The Highs and Lows of Moving Alone 

Have you ever been to a really cool place but couldn’t enjoy it fully because you weren’t with the people you love? Or worse, you were in this cool place all alone? Traveling or living somewhere alone is an easy and fun experience for a lot of people, and I thought it’d be easy for me. However, being on my own has proven to be tougher than I thought….and I’m glad it has been.

It’s been close to a month since I moved to Nashville, and to say it’s been a roller coaster ride is an understatement. I’m going to get real with you guys and tell you about some of the hardest moments as well as some of the best so far.

During the weekend I moved in, my family and I went downtown to watch the Stanley Cup Finals from a rooftop bar. It was also CMA Fest weekend, so most people were visiting from all over, and I knew I’d never see most of them again. However, I met an incredibly nice girl who recently moved here too, and one of the best pieces of advice I’ve gotten so far came from her. She said,

“The first 6 months are going to be a roller coaster ride. The highs are going to be really high and the lows are going to be really low. You’re going to question why you made this decision a lot, but stick it out. You’ll be glad you did.”

And just like she said…

The Lows Have Been Low

Most of my friends and family live in Syracuse, NY. None of them live in Nashville. Some people questioned my decision to move this far by myself, but I didn’t believe it would be hard. I was wrong. It’s incredibly hard to be away from those people when you’re used to seeing them all the time. Every single day during the first week I was here had a low moment. I emphasize the word moment because it never lasted all day, and I always felt better soon after. I would cry, ask myself why I took this risk, and felt isolated beyond belief. I would force myself to go out, but deep down it was hard seeing other people happy with company when I was alone. I think it was sad for me because I’m used to doing all of these things with other people and now I was alone. I went lots of places alone at home, but that was when I had people close by. While forcing myself to go out, I kept imagining some of my best friends and family there with me and how much better it would be. I couldn’t call anyone at home because it made me sadder to hear their voices, and I didn’t want them to worry about me. I knew it was something I had to go through alone and grow from. 

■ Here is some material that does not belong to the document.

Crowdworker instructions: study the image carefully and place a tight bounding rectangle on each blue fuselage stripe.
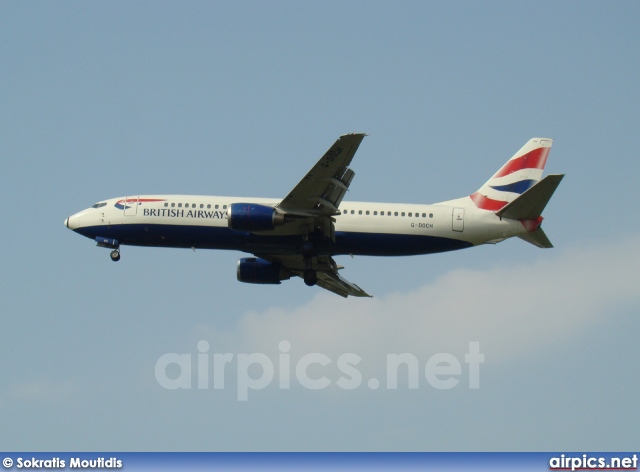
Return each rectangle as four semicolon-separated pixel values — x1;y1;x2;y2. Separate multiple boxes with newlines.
75;224;472;256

As weird as it sounds, I’m starting to embrace and love these uncomfortable and low moments because I can feel strength coming from them. It’s important to cry when you feel sad so you can have the strength to continue the day with a clear focus. It’s important to miss people you love because it reminds you of how special they are to you. It’s important to be uncomfortable. Don’t get me wrong, these low moments still happen, but it’s no longer every day. I consider that a win.

The Highs Have Been High

This past month has also been filled with some pretty great things. I met a great neighbor, who showers me with kindness and brings me Halo Top ice cream without me having to ask (How’d she know that’s my favorite?) I’ve forced myself to explore different areas of town even though driving in new areas scares me. There are beautiful horses 2 minutes away and a Marshall’s in almost every plaza. I’ve been running a lot, and I usually hate running. It gets rid of feelings of sadness and replaces them with motivation and happiness. I joined a kickball league and finally met a bunch of people my age. After our first game we went to our league bar, and I felt like I’ve known my teammates forever. I’m very lucky to have met them.

I’m forcing myself into uncomfortable situations and growing from them. If you’re heading somewhere by yourself, whether it be college, an extended trip or a new place to live, know that all of the negative feelings you have at the beginning are important and making you stronger. I’m starting to engage with people more when I’m alone instead of feeling sorry for myself. I’m getting involved in recreational sports and exercising instead of sitting in my safe space at home. These are all things I wouldn’t be doing if I didn’t make the move. I’m glad I made the move, but I’m even more glad that I made it alone.